The modern Japanese color lexicon

Open Access

Article| March 2017

Ichiro Kuriki; Ryan Lange; Yumiko Muto; Angela M. Brown; Kazuho f*ckuda; Rumi Tokunaga; Delwin T. Lindsey; Keiji Uchikawa; Satoshi Shioiri

Author Affiliations

Ichiro Kuriki

Research Institute of Electrical Communication, Tohoku University, Sendai, Japan
ikuriki@riec.tohoku.ac.jp
www.vision.riec.tohoku.ac.jp/ikuriki
Ryan Lange

College of Optometry, Ohio State University, Columbus, OH, USA
Yumiko Muto

Department of Information Processing, Tokyo Institute of Technology Graduate School, Yokohama, Japan
Angela M. Brown

College of Optometry, Ohio State University, Columbus, OH, USA
Kazuho f*ckuda

Department of Information Design, Kogakuin University, Tokyo, Japan
Rumi Tokunaga

Ritsumeikan Global Innovation Research Organization, Ritsumeikan University, Kyoto, Japan
Delwin T. Lindsey

Department of Psychology, Ohio State University, Mansfield, OH, USA
College of Optometry, Ohio State University, Columbus, OH, USA
Keiji Uchikawa

Department of Information Processing, Tokyo Institute of Technology Graduate School, Yokohama, Japan
Satoshi Shioiri

Research Institute of Electrical Communication, Tohoku University, Sendai, Japan

Journal of Vision March 2017, Vol.17, 1. doi:https://doi.org/10.1167/17.3.1

Abstract

Despite numerous prior studies, important questions about the Japanese color lexicon persist, particularly about the number of Japanese basic color terms and their deployment across color space.

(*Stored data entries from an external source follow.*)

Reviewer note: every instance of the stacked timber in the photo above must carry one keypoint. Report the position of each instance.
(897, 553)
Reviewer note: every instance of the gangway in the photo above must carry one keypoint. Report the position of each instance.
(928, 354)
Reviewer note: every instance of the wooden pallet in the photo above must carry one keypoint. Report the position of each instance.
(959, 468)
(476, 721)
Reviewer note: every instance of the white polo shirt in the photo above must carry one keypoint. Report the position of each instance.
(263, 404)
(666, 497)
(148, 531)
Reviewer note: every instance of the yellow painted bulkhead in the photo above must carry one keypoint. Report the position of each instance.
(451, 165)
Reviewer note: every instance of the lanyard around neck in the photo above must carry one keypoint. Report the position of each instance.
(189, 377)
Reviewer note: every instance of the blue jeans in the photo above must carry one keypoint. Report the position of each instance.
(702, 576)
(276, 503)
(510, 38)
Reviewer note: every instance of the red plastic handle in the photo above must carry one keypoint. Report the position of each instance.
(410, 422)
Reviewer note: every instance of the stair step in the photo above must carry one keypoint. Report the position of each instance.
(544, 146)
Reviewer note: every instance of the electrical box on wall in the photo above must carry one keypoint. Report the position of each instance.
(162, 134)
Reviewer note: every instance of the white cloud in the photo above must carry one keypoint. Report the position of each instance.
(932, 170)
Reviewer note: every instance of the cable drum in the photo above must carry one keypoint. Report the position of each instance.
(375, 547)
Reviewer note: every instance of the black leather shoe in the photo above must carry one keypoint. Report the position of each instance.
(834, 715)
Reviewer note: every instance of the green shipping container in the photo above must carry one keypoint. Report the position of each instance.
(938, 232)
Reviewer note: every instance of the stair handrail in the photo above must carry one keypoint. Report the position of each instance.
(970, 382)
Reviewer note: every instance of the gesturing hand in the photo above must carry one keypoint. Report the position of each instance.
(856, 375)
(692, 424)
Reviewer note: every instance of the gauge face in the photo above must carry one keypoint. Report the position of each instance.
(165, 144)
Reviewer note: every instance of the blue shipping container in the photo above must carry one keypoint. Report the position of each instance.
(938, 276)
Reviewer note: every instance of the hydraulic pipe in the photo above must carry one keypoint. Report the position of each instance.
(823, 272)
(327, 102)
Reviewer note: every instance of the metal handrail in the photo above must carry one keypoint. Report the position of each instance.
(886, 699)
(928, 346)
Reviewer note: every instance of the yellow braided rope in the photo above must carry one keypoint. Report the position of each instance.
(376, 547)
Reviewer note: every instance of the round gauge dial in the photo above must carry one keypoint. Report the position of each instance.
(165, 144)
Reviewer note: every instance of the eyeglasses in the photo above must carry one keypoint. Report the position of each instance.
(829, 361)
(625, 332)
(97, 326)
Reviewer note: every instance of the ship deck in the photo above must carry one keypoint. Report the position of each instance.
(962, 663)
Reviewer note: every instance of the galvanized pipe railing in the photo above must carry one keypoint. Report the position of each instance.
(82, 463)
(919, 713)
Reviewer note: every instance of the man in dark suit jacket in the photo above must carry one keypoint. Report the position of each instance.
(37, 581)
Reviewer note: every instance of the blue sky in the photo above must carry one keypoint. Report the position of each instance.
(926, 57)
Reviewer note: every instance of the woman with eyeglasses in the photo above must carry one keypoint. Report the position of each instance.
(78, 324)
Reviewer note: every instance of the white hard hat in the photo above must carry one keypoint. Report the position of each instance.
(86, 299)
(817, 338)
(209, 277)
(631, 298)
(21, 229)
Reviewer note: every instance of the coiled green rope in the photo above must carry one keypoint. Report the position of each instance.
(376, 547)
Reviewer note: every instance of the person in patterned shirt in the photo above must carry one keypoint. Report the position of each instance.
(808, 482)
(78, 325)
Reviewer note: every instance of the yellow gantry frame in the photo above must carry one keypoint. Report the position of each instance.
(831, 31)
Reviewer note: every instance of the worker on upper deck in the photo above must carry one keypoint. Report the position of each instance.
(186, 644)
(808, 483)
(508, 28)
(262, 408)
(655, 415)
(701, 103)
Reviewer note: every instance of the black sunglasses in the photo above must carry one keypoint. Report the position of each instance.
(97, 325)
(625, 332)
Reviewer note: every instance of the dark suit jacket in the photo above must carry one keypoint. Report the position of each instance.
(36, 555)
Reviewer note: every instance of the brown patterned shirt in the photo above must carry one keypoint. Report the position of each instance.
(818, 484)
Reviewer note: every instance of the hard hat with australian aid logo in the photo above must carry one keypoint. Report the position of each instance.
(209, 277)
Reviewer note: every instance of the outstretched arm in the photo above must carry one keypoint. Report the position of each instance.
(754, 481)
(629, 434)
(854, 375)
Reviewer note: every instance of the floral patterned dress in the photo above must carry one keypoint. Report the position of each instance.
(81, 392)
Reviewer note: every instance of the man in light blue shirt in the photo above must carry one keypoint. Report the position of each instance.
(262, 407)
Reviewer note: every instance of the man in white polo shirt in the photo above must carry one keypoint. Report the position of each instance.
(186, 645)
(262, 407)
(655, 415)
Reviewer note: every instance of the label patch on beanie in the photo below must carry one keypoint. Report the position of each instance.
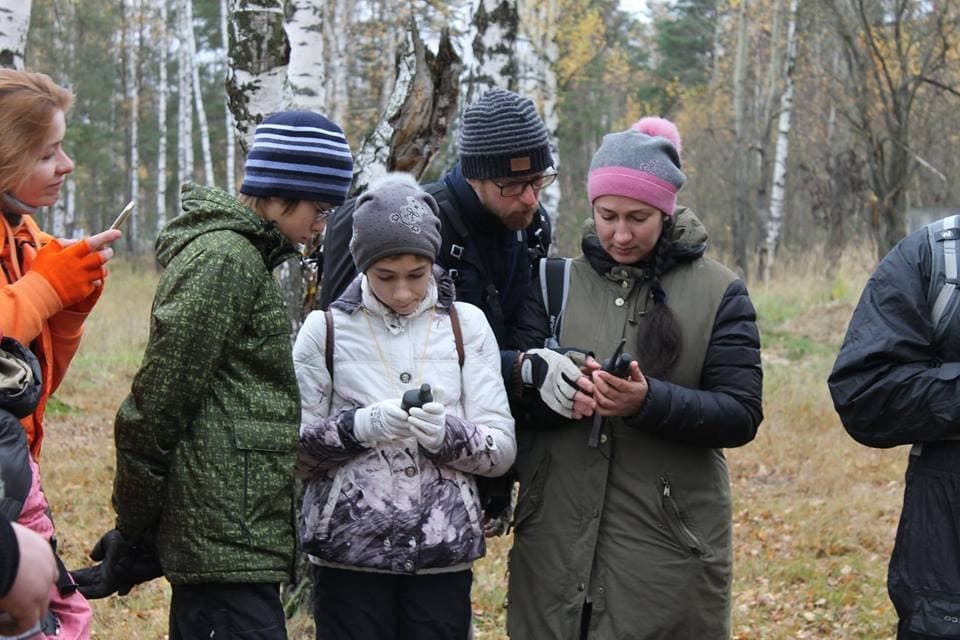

Here, 57 native Japanese speakers provided monolexemic terms for 320 chromatic and 10 achromatic Munsell color samples. Through k-means cluster analysis we revealed 16 statistically distinct Japanese chromatic categories. These included eight chromatic basic color terms (aka/red, ki/yellow, midori/green, ao/blue, pink, orange, cha/brown, and murasaki/purple) plus eight additional terms: mizu (“water”)/light blue, hada (“skin tone”)/peach, kon (“indigo”)/dark blue, matcha (“green tea”)/yellow-green, enji/maroon, oudo (“sand or mud”)/mustard, yamabuki (“globeflower”)/gold, and cream. Of these additional terms, mizu was used by 98% of informants, and emerged as a strong candidate for a 12th Japanese basic color term. Japanese and American English color-naming systems were broadly similar, except for color categories in one language (mizu, kon, teal, lavender, magenta, lime) that had no equivalent in the other. Our analysis revealed two statistically distinct Japanese motifs (or color-naming systems), which differed mainly in the extension of mizu across our color palette. Comparison of the present data with an earlier study by Uchikawa & Boynton (1987) suggests that some changes in the Japanese color lexicon have occurred over the last 30 years.

Introduction

The association between color terms, the color categories they name, and the stimuli that elicit them is a classic model system for studying the relationship between words and their referents. This is because all languages have at least some color terms in their lexicons, because colors are easily specified quantitatively, and because the physiology of the perception of color is better understood than the perception of many other stimuli. Furthermore, a physiological response to color categories may be present even in prelinguistic infants (Yang, Kanazawa, Yamaguchi, & Kuriki, 2016), although there remains some controversy about whether the acquisition of language modifies those innate categories (Franklin, Clifford, Williamson, & Davies, 2005; Roberson, Davidoff , Davies, & Shapiro, 2006).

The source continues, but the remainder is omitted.